The Czechs, Munter explained, took on the “boring and filling” personality of their preferred libation (beer); the Slovaks adopted the “smooth and duplicitous” manner of their adult beverage of choice (wine); and the Poles preferred vodka, and the “fiery and self-destructive” characteristic that of that liquor.

cameron munter interviewed by roger lowenstein
Former Ambassador Cameron Munter is interviewed by former Lesley trustee Roger Lowenstein, a journalist and author who was also a college chum of Munter.

“You hate the country that drinks what you drink,” Munter said. “Who do the Poles hate? The Russians. What do the Russians drink? Vodka.

“Who do the Slovaks hate? The Hungarians. Wine-wine. The Czechs? The Germans: they drink beer. I said, ‘This is it! This is the first great idea I’ve had since I joined the foreign service.’ He said, ‘Get out of here!’”

But Munter wasn’t done: He published his thesis in one of Prague’s underground newspapers edited by young American expatriates who, he said, “were hanging around with berets and Gauloise (cigarettes), sitting in cafes, having fun.”

Munter had some fun of his own, publishing under the nom de plume Ignatius Gripweed.

It received rave reviews.

“A week later, the ambassador called me in, and he said, ‘Have you heard of Ignatius Gripweed?’ And I didn’t respond. He said, ‘You know, he stole that idea of yours,’” Munter said to audience guffaws.

Soon afterward, though, Munter was sent to the Muslim world, where his alcohol-based assessments were of no use.  

Of course, not every anecdote was so lighthearted. Munter discussed an embassy being overrun by, essentially, Serbian football hooligans, necessitating the destruction of computers holding classified material.

He spoke about the post-9/11 shift in foreign policy, where narrowly focused military leaders, engineers and other specialists dominated global affairs.   

“When I was serving in Iraq,” Munter said, “a general came up to me and said, ‘We love you foreign service officers, you like to admire problems.
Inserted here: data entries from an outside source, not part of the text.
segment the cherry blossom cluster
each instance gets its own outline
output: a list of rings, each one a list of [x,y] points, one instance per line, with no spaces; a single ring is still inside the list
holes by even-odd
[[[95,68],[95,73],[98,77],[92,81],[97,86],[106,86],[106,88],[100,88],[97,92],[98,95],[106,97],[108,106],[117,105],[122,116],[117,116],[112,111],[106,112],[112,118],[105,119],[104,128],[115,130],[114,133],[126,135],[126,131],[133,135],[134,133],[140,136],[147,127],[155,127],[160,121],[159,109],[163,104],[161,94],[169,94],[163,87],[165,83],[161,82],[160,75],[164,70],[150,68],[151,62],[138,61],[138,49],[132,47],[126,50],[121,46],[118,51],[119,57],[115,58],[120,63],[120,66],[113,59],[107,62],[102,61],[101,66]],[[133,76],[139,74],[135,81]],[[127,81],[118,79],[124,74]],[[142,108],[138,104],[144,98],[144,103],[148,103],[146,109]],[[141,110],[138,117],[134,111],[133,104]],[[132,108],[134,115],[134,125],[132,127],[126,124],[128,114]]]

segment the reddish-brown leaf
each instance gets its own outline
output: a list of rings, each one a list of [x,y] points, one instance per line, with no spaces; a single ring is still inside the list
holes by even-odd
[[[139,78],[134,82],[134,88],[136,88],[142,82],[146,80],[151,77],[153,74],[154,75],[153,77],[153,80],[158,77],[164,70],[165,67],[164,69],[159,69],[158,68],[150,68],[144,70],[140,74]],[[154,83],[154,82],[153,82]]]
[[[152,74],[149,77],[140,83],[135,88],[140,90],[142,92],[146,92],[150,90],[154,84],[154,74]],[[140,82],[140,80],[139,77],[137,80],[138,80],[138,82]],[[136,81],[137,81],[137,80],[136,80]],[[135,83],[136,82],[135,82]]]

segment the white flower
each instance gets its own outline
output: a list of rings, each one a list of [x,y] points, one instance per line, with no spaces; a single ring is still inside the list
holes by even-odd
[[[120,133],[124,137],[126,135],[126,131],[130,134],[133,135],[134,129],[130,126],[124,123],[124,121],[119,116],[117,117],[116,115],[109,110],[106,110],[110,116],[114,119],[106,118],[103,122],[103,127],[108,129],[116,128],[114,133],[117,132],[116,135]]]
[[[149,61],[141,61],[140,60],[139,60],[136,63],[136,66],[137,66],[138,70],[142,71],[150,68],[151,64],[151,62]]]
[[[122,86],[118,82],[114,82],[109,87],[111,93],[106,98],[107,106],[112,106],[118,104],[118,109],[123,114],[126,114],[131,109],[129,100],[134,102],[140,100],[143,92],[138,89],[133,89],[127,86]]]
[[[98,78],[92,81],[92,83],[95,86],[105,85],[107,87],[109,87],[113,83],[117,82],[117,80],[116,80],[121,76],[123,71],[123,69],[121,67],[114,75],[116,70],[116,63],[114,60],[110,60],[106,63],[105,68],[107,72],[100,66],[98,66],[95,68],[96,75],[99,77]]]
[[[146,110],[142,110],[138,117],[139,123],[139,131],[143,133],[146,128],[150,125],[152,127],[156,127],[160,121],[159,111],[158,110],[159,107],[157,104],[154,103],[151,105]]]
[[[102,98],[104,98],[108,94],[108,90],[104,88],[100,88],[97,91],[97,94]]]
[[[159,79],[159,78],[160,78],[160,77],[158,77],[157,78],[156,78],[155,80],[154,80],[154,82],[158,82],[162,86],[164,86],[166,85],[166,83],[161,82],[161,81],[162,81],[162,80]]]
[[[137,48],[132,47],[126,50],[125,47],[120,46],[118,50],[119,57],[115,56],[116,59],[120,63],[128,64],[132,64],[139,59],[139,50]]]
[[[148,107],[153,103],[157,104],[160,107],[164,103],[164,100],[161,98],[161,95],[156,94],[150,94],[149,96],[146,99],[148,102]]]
I’m a Marine. We solve problems.’”

“I get it,” Munter added. “You do not want foreign service officers building a bridge across the Tigris River. But I, as a foreign service officer don’t want you deciding where the bridge goes. Because I know who lives on both sides of the river.”

Munter shared plenty more about his experience in the Middle East, and took questions from journalist and author Roger Lowenstein, a college chum and former Lesley trustee, to round out the evening.

Throughout, Munter explained that successful foreign affairs requires understanding of all the issues, representing values rather than interests, and preparing for the unexpected.

“Foreign service is a type of character rather than a type of knowledge,” Munter said.